In `var`, fields such as `AG_ref`, `AG_alt`, `AG_others` (for `editingtype=ag`) summarize cohort-level support at each site.

Recommended biological interpretation:
- prioritize sites with high `*_alt`, low `*_others`, and `filter_pass=true`;
- remove known SNP loci (dbSNP/gnomAD) in downstream curation;
- inspect strand consistency for expected editing class behavior.

---

## 9) Performance and complexity

Let:
- $R$ = number of aligned reads inspected,
- $P$ = number of queried positions,
- $U$ = number of unique (cell, UMI, site) molecules after filtering,
- $nnz$ = non-zeros in sparse matrices,
- $T$ = worker threads.

### 9.1 `bulk`
- Pileup traversal is approximately $O(R_{region})$ over processed chunks.
- Parallel scheduling reduces wall-time to roughly $\sim O(R/T)$ in balanced workloads.

### 9.2 `bam2mtx`
- Site processing: $O(R_{sites})$ for pileup reads intersecting selected loci.
- UMI consensus hash aggregation: expected $O(U)$.
- Sparse assembly: near $O(nnz)$ plus sorting/merge costs for triplet consolidation.

### 9.3 `call`
- Coverage/base summaries and sparse reductions: near $O(nnz)$.
- Site annotation/filtering/reference lookup: $O(P)$ (with caching effects for FASTA access).
- Overall dominated by sparse matrix operations and site count.

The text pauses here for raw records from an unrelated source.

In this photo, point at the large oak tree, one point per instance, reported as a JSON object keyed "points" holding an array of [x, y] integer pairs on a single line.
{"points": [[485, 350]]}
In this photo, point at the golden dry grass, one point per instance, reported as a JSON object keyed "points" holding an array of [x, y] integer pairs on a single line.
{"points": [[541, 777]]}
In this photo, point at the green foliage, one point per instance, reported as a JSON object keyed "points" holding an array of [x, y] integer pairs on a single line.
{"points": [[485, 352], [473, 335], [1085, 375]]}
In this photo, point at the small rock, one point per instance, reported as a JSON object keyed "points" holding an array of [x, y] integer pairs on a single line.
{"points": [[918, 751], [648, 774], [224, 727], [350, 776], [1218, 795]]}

In practice, REDICAT is throughput-optimized for sparse single-cell matrices with multi-core scaling and bounded-memory spill strategies in matrix assembly.

---

## 10) Notes and current implementation caveats

- Canonical contig filtering defaults to `chr1..chr22, chrX, chrY, chrM`; use `--allcontigs` for non-canonical references.
- `call` writes priority layers (`ref`, `alt`, `others`, `coverage`) and annotations; preserve intermediate matrices if additional layers are required for custom methods.